Following this reasoning, a valid interpretation for its formula would be "an Italian is happy no matter who wins the World Cup" (assuming "WC" means "World Cup"), with "Italian" for $$x$$ and "who" for $$y$$. A) Yes, $$x$$ is happy if they win the World Cup ($$x = y$$) but also happy if someone else does ($$x neq and$$); therefore "independently".

The other statement can be expressed in the predicate logic as follows:
$$forall x ( text {italian} (x) to ( text {winWC} (x) to text {happy} (x)))$$

In fact, this is evaluated with the same truth value as the first formula precisely when you select the same values ​​for $$x$$ Y $$y$$.

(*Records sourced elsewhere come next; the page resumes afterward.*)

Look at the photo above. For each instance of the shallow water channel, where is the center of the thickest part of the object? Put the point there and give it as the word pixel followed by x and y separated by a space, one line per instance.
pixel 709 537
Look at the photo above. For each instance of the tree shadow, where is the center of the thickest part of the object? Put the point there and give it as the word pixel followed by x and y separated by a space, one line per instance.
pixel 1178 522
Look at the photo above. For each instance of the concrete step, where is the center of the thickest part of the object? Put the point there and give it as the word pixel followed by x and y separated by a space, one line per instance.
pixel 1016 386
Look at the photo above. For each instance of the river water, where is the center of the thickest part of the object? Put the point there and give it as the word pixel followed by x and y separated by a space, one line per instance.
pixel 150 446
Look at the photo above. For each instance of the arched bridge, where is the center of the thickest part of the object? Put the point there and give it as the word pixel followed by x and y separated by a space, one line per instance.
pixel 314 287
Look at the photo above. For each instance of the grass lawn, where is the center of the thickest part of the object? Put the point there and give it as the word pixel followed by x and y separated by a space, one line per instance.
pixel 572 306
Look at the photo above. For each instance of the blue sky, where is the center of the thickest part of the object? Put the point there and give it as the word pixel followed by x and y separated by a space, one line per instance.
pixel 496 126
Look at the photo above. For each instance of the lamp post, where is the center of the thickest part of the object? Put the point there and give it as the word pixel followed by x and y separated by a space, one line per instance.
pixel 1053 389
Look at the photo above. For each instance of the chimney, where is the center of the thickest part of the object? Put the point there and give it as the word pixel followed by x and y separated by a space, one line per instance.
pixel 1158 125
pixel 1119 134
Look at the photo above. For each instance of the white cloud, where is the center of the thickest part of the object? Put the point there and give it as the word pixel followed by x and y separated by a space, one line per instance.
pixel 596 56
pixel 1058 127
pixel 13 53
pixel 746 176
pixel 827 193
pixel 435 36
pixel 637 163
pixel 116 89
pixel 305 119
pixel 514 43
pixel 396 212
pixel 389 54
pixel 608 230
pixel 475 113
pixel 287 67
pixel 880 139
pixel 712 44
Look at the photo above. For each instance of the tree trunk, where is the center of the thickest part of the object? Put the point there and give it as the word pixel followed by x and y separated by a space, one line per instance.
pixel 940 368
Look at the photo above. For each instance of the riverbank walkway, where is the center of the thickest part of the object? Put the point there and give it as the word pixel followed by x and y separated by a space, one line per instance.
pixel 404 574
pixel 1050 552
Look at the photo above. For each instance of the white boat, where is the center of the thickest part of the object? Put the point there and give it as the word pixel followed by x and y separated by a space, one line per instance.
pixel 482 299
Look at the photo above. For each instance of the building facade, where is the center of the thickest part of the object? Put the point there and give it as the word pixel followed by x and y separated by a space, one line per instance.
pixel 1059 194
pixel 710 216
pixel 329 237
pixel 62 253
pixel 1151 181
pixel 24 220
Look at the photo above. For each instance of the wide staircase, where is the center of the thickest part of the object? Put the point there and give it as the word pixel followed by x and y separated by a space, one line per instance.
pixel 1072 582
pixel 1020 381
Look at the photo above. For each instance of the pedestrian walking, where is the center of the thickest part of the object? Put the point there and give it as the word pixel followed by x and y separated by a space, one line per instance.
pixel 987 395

Assuming the most reasonable domain (ie people in the world) and interpretation in this context, I could argue that there is an Italian who is happy only if the Italian team wins the World Cup and, otherwise, is not happy . Choose this person as your value to $$x$$ and an arbitrary non-Italian person (for example, German) to $$y$$; then the second formula is evaluated as true under this variable assignment (since $$text {italiano} (x)$$ it's true and $$x$$ he is happy if $$text {winWC} (x)$$, that is, the Italian national team wins), but the first one evaluates to false (since $$x$$ it is unhappy if $$y$$team, that is, the German national team wins).